Swiss drugmaker Novartis AG (NOVN.S) is considering selling its ophthalmology and respiratory units, a Bloomberg report said on Wednesday, citing people familiar with the matter.

The company is seeking to raise money from the possible sale of the assets to invest in cutting-edge medicines, the report said, adding that the ophthalmology unit could alone fetch about $5 billion.

The drugmaker declined to comment on the report.

Novartis in August said it was planning to spin off its generics unit Sandoz to sharpen its focus on its patented prescription medicines.

The company spun off its Alcon eye care business in 2019, and in November last year agreed to sell a nearly one-third voting stake in Roche (ROG.S) as it seeks to streamline operations.
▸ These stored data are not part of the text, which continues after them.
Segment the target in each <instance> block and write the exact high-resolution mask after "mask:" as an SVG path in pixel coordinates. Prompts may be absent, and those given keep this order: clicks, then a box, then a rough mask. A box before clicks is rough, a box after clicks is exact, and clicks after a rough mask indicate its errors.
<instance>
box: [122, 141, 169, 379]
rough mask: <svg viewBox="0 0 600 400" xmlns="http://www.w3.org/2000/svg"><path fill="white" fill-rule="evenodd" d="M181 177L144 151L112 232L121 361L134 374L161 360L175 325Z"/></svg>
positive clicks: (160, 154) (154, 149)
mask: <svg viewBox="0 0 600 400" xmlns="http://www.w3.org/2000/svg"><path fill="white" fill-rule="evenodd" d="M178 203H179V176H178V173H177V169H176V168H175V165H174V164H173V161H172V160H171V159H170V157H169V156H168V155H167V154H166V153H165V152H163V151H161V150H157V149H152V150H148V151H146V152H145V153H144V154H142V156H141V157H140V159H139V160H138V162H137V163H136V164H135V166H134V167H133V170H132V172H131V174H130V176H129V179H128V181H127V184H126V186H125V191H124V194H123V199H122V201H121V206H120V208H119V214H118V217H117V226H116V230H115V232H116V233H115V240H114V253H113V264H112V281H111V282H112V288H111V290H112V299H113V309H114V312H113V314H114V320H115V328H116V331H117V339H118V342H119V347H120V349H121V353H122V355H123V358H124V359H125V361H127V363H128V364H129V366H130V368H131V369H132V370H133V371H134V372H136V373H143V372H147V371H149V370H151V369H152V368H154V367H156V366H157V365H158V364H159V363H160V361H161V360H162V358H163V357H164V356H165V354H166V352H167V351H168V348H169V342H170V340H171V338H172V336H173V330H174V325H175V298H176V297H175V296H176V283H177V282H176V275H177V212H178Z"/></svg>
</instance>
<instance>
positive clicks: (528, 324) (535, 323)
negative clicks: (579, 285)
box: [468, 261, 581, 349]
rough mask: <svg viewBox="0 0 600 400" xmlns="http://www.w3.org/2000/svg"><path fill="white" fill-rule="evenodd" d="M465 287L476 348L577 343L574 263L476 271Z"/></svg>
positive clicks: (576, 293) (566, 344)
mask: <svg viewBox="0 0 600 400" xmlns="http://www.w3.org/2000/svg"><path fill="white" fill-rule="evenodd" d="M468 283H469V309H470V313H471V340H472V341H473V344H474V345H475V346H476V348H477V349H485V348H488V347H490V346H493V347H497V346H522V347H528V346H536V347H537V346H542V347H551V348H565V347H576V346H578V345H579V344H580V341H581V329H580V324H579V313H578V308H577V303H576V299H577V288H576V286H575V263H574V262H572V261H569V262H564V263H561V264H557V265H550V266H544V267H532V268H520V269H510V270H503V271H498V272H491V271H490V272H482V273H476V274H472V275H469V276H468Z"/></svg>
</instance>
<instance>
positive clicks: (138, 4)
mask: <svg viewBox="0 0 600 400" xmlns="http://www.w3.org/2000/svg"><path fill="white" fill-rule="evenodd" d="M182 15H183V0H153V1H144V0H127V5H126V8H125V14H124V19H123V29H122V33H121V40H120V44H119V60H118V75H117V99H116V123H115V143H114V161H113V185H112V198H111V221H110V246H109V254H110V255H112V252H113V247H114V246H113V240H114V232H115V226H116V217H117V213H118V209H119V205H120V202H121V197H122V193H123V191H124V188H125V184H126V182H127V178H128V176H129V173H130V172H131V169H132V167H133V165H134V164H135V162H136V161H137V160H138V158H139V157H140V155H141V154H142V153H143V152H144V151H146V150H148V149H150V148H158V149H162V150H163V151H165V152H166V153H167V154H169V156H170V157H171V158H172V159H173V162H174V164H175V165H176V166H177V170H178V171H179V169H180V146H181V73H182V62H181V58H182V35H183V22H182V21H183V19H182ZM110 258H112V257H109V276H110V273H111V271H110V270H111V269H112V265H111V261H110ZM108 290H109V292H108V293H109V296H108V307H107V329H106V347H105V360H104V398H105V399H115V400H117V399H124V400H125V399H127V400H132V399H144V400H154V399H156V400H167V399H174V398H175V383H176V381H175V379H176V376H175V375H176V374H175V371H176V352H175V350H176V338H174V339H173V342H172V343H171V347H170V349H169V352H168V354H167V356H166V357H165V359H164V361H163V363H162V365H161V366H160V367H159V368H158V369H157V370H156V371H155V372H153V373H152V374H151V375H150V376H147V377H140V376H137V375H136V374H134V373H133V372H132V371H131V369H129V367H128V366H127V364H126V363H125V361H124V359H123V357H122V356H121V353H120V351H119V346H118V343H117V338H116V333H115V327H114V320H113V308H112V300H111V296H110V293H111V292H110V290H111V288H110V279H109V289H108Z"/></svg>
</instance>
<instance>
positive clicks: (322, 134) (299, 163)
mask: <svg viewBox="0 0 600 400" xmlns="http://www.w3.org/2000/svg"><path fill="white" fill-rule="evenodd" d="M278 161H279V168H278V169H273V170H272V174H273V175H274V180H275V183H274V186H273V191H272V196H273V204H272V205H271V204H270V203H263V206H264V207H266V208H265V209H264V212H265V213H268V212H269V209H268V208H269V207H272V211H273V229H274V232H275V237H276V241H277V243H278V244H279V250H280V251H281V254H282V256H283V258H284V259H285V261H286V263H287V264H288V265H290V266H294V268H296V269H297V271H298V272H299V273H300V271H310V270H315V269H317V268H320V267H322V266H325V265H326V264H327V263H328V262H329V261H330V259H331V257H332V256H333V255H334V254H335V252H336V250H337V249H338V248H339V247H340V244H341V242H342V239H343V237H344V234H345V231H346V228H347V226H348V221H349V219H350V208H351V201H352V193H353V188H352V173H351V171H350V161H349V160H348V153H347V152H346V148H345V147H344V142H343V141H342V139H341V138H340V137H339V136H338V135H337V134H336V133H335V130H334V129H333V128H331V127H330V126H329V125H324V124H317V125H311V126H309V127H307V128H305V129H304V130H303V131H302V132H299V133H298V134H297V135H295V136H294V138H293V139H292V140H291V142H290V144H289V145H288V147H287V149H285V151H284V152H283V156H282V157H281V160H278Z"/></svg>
Sandoz sales have been hurt by pricing pressure that has affected the broader generics industry for years, particularly in the United States, although the country accounts for less than a quarter of its total sales.

Any sale of the ophthalmology and respiratory businesses is likely to begin in 2023, after the process for Sandoz is completed, the Bloomberg report said.

Novartis has said that its five main therapeutic areas are cardio-renal care, immunology, neuroscience, oncology and hematology and that it was taking an “opportunistic” development approach in ophthalmology and respiratory care.

The group’s largest ophthalmology product is Lucentis to treat macular degeneration in the elderly, with revenue of 2.16 billion euros last year. Novartis partners with Roche on the medication.

But Lucentis’ revenue is in decline because cheap copies are available. Novartis’ next-generation macular degeneration drug Beovu has not been a commercial success because of concerns over potential side effects.

The Swiss group’s respiratory and allergy sales were $2.1 billion last year, mostly from asthma drug Xolair, where Roche is also a partner.

The two companies are testing Xolair, which is under threat from competing asthma products, as a food allergy treatment.